Countercurrent and concurrent exchanger?

[sameeralord]

Hello everyone,

I searched the net but I don't understand the difference.

BLO0D FLOW ---------------------------------->
0% .......… saturation
0% .......… saturation
WATER FLOW <-------------------------------

Countercurrent

BLO0D FLOW ---------------------------------->
0% .......… saturation
100%........… saturation
WATER FLOW --------------------------------->

Concurrent

I understand how equilibrium would be reached in concurrent but I don't understand how counter current maintains a concentration gradient. Please explain in simple language. Also if you can explain the above diagrams, I got it from net I don't understand them much. Thanks

 

[Andy Resnick]

Those diagrams don't make too much sense...maybe the concurrent (simple exchange), but the countercurrent should look like:

BLOOD ----------------->
0%---------------> 90%
10%-------------> 100%
WATER <-----------------

It's clear from the above that along the length of the tubes, there is flow from the higher to the lower.

Now, in the kidney, the tubes form a loop, with high osmolarity in the medulla:

->600 mOsm-------->1200 mOsm----------->600 mOsm--->

And this allows for the supply of blood to the medulla without altering the high osmolarity of the medulla (which would abolish the urine concentrating mechanism).

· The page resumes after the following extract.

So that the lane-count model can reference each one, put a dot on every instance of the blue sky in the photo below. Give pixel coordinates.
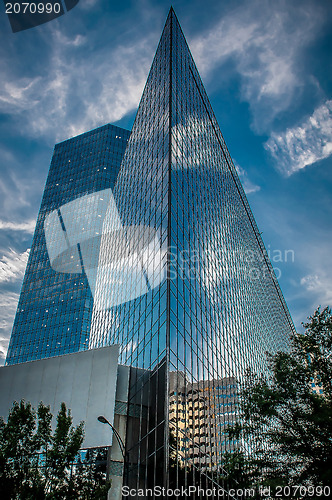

The mechanism of the countercurrent multiplier refers to the active transport of salt out of the loop of Henle into the vasa recta. This amplifies the small gradient between the limbs to create a large gradient along the length of the limb of the loop.

 

[sameeralord]

Those diagrams don't make too much sense...maybe the concurrent (simple exchange), but the countercurrent should look like:

BLOOD ----------------->
0%---------------> 90%
10%-------------> 100%
WATER <-----------------

It's clear from the above that along the length of the tubes, there is flow from the higher to the lower.

Now, in the kidney, the tubes form a loop, with high osmolarity in the medulla:

->600 mOsm-------->1200 mOsm----------->600 mOsm--->

And this allows for the supply of blood to the medulla without altering the high osmolarity of the medulla (which would abolish the urine concentrating mechanism).

The mechanism of the countercurrent multiplier refers to the active transport of salt out of the loop of Henle into the vasa recta. This amplifies the small gradient between the limbs to create a large gradient along the length of the limb of the loop.

Thanks a lot for the response Andy Your answer is just what I need but I'm finding it difficult to understand.

0%---------------> 90%
10%-------------> 100%

Could you please tell me how to get those values and what is this the percentage of? Please excuse my poor understanding in this area.

 

[Andy Resnick]

The numbers are placeholders; the material I referred to draws an analogy with thermal transport. Silbernagl and Despopoulos "Color Atlas of Physiology" (Thieme) is as close to an ideal reference as I have seen.